I've looked at the link above - along with several others - and dusted off my combinatorics notebook to try to figure out the answer to the problem: If you roll six 6-sided dice, what is the probability of rolling exactly four of a kind?
Using combinations, I came up with:
6C1 ways to choose the side of a die
6C4 ways to choose four of a kind
5 ways to chose the 5th die
5 ways to chose the 6th die.
Then, there are 6^6 possible outcomes.
Putting everything together, I get (15*5*5*6)/6^6 = 2250/ 46656
This is the same answer as on this Wolfram site http://www.wolframalpha.com/input/?i=6+dice
What I would like to know is if there is a way to arrive at this answer using counting principles?
I attempted this by considering the chance of four of a kind of each number as mutually exclusive events (see images).
For the 1 side of a die, for example: the chance rolling a 1 is 1/6, the chance of rolling a second 1 is 1/6, the chance of rolling a third 1 is 1/6, the chance of rolling a fourth 1 is 1/6, the chance of rolling anything but a 1 for the 5th die is 5/6, and the chance of rolling anything but a 1 for the sixth is 5/6. Then 4(1/6) * 2(5/6) = 25/6^6 chance of four of a kind of 1s. I then repeated this for sets of four of a kind of 2s, 3s, 4s, 5s, and 6s.

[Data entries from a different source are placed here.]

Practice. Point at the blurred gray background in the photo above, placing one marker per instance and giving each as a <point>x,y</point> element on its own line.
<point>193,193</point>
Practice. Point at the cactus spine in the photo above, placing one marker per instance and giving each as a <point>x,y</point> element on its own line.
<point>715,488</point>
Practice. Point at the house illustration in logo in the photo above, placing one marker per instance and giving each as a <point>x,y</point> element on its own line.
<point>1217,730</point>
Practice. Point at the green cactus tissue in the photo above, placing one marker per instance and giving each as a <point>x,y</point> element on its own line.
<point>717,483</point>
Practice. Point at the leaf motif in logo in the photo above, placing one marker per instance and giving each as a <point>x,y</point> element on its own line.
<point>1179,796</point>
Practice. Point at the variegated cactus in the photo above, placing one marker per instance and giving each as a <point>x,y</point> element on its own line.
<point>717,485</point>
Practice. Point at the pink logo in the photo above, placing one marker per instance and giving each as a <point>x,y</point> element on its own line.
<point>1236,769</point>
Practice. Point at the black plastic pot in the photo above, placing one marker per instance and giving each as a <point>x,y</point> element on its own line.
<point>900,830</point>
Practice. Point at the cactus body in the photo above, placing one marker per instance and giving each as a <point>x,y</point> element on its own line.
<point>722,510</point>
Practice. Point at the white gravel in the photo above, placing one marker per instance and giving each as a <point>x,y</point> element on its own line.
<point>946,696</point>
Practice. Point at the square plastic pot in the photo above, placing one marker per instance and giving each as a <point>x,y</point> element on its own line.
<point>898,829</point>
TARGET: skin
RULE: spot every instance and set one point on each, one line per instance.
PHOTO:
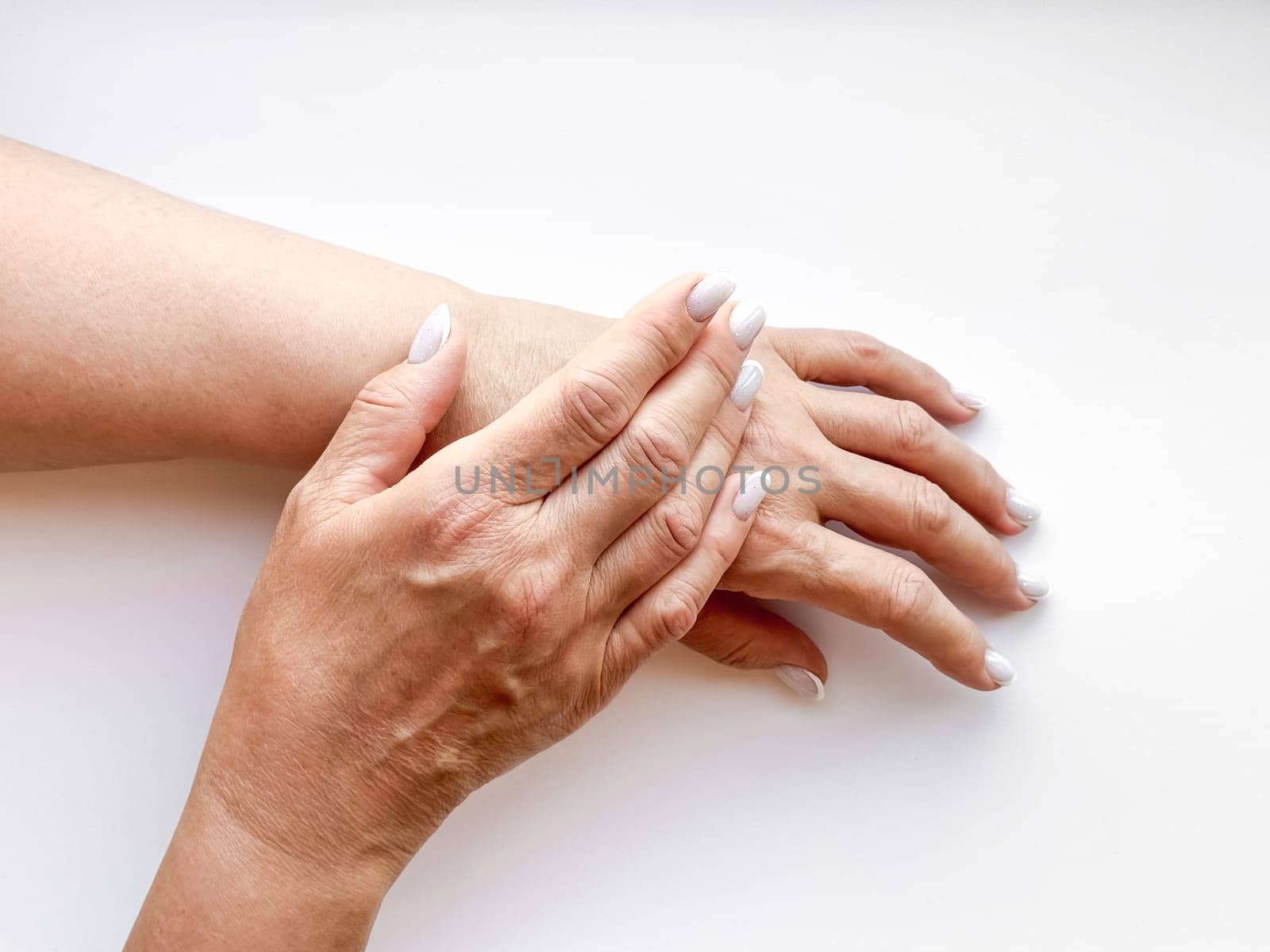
(139, 327)
(406, 643)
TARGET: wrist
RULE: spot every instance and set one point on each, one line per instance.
(220, 888)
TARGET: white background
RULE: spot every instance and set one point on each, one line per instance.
(1062, 206)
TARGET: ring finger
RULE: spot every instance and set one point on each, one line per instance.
(905, 511)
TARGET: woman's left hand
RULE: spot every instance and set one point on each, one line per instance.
(406, 641)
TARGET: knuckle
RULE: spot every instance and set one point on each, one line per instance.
(864, 348)
(451, 520)
(381, 393)
(914, 428)
(677, 613)
(962, 651)
(930, 507)
(595, 403)
(679, 524)
(662, 336)
(658, 446)
(525, 598)
(907, 596)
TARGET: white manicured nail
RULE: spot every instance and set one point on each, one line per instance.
(432, 336)
(999, 668)
(747, 319)
(749, 495)
(1022, 509)
(749, 378)
(969, 399)
(1033, 584)
(800, 681)
(709, 295)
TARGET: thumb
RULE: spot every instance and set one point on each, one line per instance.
(385, 428)
(734, 630)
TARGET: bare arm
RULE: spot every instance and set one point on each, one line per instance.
(139, 327)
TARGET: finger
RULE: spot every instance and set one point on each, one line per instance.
(385, 428)
(883, 590)
(848, 359)
(910, 512)
(656, 448)
(671, 528)
(586, 404)
(668, 611)
(902, 433)
(737, 631)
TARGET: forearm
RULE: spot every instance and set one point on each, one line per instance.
(140, 327)
(217, 889)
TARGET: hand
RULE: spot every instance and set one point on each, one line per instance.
(406, 641)
(888, 467)
(892, 473)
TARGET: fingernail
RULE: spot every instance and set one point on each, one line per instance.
(749, 378)
(1022, 509)
(1033, 584)
(432, 336)
(999, 668)
(709, 295)
(800, 681)
(747, 319)
(969, 399)
(749, 495)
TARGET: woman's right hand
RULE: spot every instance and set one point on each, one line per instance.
(406, 641)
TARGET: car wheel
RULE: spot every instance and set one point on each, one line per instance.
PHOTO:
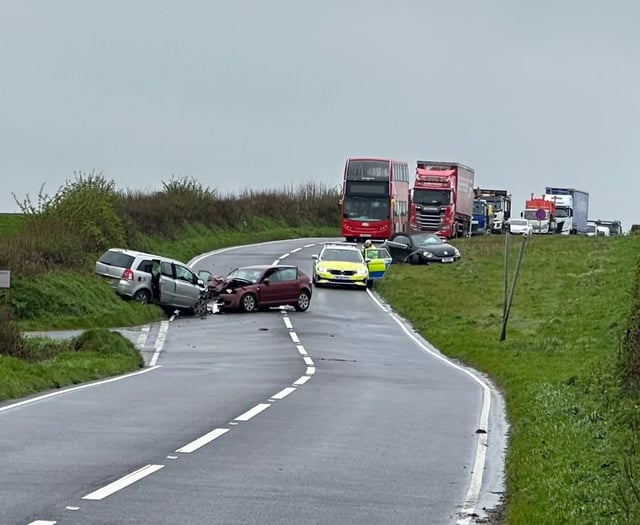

Since these are mutually exclusive events, I then took the sum of the probability of each of the six events. The result of this method was 25/6^6 + 25/6^6 + 25/6^6 + 25/6^6 + 25/6^6 + 25/6^6 = 150/6^6, which is very different from 2250/6^6. What am I missing with this approach? Do I need to consider the different arrangements of the dice?